Faut-il envisager de durcir les formalités pour la délivrance des titres miniers, au regard des cessions en cascade sans que l’Etat ne dégage un quelconque bénéfice ?

F.M.B. : Je crois que c’est un problème administratif. Le Code minier a été complété par des dispositions réglementaires. Il appartient donc à l’administration d’assurer le suivi dans la transparence et avec efficacité. Je suis de ceux qui pensent que les titres miniers ne doivent pas se retrouver entre des mains des personnes physiques ou morales ne disposant d’aucune capacité technique et financière pour procéder à une exploitation minière. Les titres sont cessibles, c’est tout à fait normal. Mais si les entreprises ne sont pas domiciliées en RDC et surtout si l’administration ne prend aucune précaution pour que le domicile physique en RDC soit connu, alors l’Etat ne peut se plaindre de sa propre turpitude. La réglementation doit être sans équivoque : toute entreprise de droit congolais ou étranger qui opère en RDC doit avoir un domicile physique et une représentation connus.

P.K.N. : Oui. L’Etat a trop perdu dans ce domaine. Certains opérateurs miniers sont venus juste avoir le titre, puis spéculer sur le marché boursier avant de faire des cessions, sans que l’Etat n’en bénéficie quelque chose. D’où il est important de durcir l’octroi ou les formalités pour la délivrance des titres miniers, en renforçant des mesures de sécurité et les conditions sur la capacité financière. Depuis l’ouverture du Cami, ajoute-t-il, les permis de recherche octroyés n’ont permis à ce jour que la découverte d’un seul gisement : la Kamoa. C’est le seul permis de recherche octroyé à la société African minerals à être finalement transformé en permis d’exploitation.

Pour le reste, les autres permis de recherche transformés en permis d’exploitation ont été octroyés pour des anciennes concessions des entreprises publiques de l’Etat dont les recherches préliminaires avaient déjà été menées, renchérit-il très dubitatif. D’où la nécessité, selon lui, de doter les services compétents des moyens techniques et financiers pour remplir ses attributions vis-à-vis des opérateurs miniers détenteurs des permis de recherche ou d’exploitation.

 

Est-ce que l’augmentation de l’actionnariat de l’Etat et la baisse de la stabilité de garantie peuvent-elles avoir une incidence néfaste sur le secteur, comme le font remarquer les miniers ?

F.M.B. : La RDC est-elle l’unique pays de la planète qui souhaite que l’exploitation de ses ressources naturelles puisse profiter à l’Etat et aux populations ? Je ne crois pas ! Le contexte de 2002 étant différent de celui de 2013-2014, il est normal que tout le monde gagne : les investisseurs étrangers, mais aussi l’Etat congolais. Cela ne devrait pas nuire au partenariat entre l’Etat et les firmes productrices de minerais.

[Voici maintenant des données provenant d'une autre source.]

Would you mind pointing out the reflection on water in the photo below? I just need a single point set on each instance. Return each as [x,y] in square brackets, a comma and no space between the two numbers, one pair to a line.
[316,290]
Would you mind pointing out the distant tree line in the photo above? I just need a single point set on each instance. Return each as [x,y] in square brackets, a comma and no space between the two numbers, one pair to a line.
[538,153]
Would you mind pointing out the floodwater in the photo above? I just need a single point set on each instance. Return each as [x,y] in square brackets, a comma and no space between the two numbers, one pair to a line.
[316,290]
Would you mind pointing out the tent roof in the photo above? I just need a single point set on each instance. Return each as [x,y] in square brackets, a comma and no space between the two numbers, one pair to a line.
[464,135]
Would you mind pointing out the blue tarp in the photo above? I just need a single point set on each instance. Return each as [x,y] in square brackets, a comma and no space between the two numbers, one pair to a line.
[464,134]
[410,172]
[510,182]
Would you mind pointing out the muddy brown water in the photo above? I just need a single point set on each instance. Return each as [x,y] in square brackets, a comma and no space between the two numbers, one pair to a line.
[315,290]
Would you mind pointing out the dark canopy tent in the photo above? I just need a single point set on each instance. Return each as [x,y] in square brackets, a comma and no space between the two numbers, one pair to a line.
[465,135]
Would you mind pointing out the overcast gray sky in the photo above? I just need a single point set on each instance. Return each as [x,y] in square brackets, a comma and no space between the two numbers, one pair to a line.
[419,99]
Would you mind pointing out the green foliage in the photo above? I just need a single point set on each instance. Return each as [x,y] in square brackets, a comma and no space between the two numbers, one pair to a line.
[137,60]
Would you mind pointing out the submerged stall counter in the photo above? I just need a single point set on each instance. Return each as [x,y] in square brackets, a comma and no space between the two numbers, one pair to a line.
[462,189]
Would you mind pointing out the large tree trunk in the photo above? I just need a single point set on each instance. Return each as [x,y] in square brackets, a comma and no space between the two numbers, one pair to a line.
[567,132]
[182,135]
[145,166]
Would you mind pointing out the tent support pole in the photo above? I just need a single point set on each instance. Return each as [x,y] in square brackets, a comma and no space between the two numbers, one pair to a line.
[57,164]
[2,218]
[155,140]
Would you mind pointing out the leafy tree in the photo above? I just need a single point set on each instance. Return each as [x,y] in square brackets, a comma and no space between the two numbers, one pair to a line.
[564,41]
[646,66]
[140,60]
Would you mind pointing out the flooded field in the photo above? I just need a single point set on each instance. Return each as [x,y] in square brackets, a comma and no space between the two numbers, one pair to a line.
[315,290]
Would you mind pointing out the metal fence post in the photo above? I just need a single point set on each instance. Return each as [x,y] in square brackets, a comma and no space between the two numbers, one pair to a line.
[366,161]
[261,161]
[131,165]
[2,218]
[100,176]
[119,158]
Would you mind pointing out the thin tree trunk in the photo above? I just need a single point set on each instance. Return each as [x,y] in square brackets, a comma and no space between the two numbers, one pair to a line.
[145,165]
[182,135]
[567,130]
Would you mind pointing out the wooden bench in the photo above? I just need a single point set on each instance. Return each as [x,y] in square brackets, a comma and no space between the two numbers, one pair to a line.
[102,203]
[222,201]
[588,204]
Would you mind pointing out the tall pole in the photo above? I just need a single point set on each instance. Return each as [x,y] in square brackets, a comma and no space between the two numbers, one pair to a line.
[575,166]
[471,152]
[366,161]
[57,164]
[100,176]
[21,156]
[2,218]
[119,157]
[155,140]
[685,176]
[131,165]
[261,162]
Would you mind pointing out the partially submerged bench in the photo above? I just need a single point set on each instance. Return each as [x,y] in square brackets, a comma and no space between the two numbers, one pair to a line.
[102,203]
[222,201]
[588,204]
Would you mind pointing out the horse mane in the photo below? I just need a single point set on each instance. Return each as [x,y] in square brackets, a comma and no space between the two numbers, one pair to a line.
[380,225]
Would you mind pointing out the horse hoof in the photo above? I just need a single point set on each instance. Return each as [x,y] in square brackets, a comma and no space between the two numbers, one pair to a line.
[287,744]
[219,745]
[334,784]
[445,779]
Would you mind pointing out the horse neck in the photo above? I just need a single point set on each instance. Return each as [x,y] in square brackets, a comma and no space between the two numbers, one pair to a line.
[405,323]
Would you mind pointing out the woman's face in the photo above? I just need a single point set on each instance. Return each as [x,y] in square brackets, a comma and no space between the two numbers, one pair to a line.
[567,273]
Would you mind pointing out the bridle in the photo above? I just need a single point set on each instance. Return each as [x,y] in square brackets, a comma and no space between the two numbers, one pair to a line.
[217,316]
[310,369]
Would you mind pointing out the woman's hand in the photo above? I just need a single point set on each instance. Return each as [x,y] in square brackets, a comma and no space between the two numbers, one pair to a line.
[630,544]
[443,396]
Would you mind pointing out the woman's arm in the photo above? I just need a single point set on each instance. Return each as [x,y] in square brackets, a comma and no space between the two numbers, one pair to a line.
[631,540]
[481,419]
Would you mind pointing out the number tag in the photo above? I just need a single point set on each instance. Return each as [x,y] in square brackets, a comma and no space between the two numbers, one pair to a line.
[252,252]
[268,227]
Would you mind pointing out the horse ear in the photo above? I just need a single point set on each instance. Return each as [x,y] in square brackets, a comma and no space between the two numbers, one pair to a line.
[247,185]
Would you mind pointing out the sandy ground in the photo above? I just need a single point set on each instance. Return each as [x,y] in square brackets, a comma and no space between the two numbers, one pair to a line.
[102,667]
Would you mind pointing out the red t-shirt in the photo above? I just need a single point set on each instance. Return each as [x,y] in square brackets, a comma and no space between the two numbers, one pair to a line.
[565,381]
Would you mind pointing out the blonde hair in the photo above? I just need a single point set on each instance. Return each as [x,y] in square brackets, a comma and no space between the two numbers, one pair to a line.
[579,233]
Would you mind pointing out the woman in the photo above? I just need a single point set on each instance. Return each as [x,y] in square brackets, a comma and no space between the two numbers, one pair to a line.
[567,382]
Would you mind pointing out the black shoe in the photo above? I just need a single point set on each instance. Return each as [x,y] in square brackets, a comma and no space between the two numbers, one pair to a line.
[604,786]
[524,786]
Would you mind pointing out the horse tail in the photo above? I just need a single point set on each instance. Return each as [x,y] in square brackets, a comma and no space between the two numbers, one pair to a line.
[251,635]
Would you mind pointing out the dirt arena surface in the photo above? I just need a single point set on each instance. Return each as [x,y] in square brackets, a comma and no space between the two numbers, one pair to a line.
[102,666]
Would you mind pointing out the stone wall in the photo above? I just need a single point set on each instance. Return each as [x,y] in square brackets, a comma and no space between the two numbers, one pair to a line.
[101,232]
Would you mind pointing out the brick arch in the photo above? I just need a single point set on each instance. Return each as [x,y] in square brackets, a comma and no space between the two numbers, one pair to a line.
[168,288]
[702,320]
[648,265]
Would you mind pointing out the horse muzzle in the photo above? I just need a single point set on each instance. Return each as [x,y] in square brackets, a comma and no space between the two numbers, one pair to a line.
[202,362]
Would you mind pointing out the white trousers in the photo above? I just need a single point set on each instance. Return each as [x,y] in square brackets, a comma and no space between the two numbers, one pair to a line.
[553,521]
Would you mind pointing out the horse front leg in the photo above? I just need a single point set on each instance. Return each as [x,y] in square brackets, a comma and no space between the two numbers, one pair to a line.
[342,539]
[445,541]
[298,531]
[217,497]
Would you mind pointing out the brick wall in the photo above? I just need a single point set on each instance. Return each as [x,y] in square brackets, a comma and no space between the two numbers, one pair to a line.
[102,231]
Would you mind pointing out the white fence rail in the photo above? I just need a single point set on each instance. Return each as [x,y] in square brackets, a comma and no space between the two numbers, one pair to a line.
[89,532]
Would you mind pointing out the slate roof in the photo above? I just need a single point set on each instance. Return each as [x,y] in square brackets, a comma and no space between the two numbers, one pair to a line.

P.K.N. : A ma connaissance, étant géologue de formation, notre minéralisation se trouve enfouie dans le sol, avec ses accompagnateurs, surtout sa concentration. Je ne crois pas que l’augmentation de l’actionnariat de l’Etat, la baisse de la stabilité de garantie ou la hausse de la fiscalité minière aura une incidence néfaste sur le secteur. Toutefois, il ne faut pas imposer mais dialoguer pour trouver un juste milieu, de sorte à encourager un partenariat gagnant – gagnant (win win). Actuellement, la RDC perd, et l’operateur minier gagne. Il est indispensable de mettre en place des mécanismes pour garantir une bonne traçabilité des parts sociales de l’Etat.